Полнота Христова милосердия — в том, что Господь не говорит нам о наших грехах — о всех, которые Он видит. В Нагорной проповеди Бог показал, насколько остро Его — судейское — зрение: для него похотливый взгляд равен прелюбодейству, а крепкое словцо — убийству. Но никому, никогда Бог не сказал, какими грехами человек грешен с Его, Божьей точки зрения — ибо это и был бы тот самый Суд, от которого Бог отказался ради Воплощения и Распятия, ради милосердной и спасающей нас по сей день отсрочки. Бог прощает нас «вообще», и милосердие Его прежде всего в том, что мы не знаем, как много Он прощает. Мы залихватски говорим, что Он «взял все грехи мира», не представляя себе, что это за «все грехи». Если бы мы видели хотя бы все свои личные грехи, себя одного — тут начался бы для нас ад, тут бы мы сошли с ума, тут бы мы впали в отчаяние. Господь милосерден и прощает нам грехи, не рассказывая нам о том, что прощено. Он хочет спасти нас, а не свести с ума, вырастить святых, а не шизофреников, без конца оглядывающихся на собственную мерзость. Ему достаточно нашего признания в самом крошечном грехе, который настолько мал, что мы способны его увидеть и не стесняемся о нем сказать — Он ухватывается за него и вытягивает из нас все грехи, словно мышку за хвост. И если мы поступим иначе по отношению к ближним — мы вновь пытаемся уничтожить Христа и Его беспредельное, милостивое милосердие — насадить милосердие жесткое, холодное, убивающее человека.

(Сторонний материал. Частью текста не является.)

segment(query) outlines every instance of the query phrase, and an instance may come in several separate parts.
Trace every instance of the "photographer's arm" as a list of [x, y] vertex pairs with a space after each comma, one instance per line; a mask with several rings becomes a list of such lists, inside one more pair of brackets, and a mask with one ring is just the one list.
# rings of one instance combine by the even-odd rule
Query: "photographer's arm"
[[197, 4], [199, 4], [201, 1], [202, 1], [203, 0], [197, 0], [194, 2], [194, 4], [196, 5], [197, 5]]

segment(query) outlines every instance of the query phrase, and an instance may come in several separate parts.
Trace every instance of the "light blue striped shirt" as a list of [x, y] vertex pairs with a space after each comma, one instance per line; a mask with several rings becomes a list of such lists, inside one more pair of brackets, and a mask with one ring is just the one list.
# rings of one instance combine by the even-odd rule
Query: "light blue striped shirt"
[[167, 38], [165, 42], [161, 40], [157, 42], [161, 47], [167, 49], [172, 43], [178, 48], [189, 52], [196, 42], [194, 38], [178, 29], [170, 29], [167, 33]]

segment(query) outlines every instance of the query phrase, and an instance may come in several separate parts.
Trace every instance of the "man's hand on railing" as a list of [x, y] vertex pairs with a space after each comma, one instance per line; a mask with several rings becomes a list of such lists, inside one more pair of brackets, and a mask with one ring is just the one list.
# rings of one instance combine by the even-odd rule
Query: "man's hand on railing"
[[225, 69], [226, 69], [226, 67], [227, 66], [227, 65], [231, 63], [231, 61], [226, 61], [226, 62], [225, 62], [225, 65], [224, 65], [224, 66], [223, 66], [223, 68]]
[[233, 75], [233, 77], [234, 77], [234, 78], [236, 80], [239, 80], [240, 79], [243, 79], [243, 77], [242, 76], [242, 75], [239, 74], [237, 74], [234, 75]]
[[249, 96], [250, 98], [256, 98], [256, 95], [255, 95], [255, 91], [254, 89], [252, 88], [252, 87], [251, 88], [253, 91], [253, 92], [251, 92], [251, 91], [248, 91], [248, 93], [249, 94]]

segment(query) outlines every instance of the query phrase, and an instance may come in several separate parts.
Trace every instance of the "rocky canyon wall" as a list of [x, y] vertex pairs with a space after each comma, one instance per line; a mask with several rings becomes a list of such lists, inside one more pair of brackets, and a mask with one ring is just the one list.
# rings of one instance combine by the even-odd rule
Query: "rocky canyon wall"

Такая опасность подстерегает каждого христианина. Крещение не гарантирует от греха; мы вносим в Царство Христово гордыню внутри себя, и рождается новый грех — ловушка специально для христиан. Механизм этой ловушки виден из общехристианской истории. На протяжении веков — не всех двадцати, но по крайней мере тринадцати — христиане обвиняли евреев, что те распяли Христа. Да, распяли! Но весь ужас и глубина греха — в том, что он остался неведом для совершивших его. Большинство кричавших «Распни Его!», так и остались в убеждении, что ничего греховного не совершили. Кто же грешнее: распявшие Христа и не сознавшие греха своего или христиане, кто тыкал их носом в совершенное, призывая понять, что это грех? Конечно, христиане виновнее, ибо христиане спасены безграничным Христовым милосердием, чтобы передавать это милосердие дальше, а не чтобы махать им словно мечом. Христиане виновнее, ибо им Бог неведомые грехи простил и забыл, и не явил, а мы — неведомый иудеям грех не прощаем, или, если и прощаем, то все понуждаем их сознать неосознанный грех. И подлинно христианами в отношении к иудеям мы становимся лишь теперь, когда говорим, что те невиновны в Голгофе. Это не ложь и не лукавство, это величие Христова милосердия!
Самый тяжелый свой грех мы несем, танцуя. Самый яркий наш грех виден окружающим, но не нам. Самый звучный наш грех слышат все, кроме нас. Не беда! лишь имейте веру в Спасителя, и Он простит нам этот танец, эту слепоту и глухоту, не исцеляя нас от них. Но никогда — никогда — увидев чужой грех, не говорите о нем человеку. Прощайте — молча. Прощайте — прощая, а не обличая. Господь сказал мягко: «Не судите, да не судимы будете» — а ведь точнее и справедливее (но немилосердно!) было бы сказать: «Вы не судимы Мною — так не судите!» Он пощадил нас, принимая покаяния в неведомых нам грехах. Пощадим и мы других, прощая грехи, не требуя осознания их — и так поймем загадочные по огромности обетования слова заповеди: «Блаженны миротворцы, ибо они нарекутся сынами Божиими». Не обличители и правдолюбцы — милостивые и миротворцы!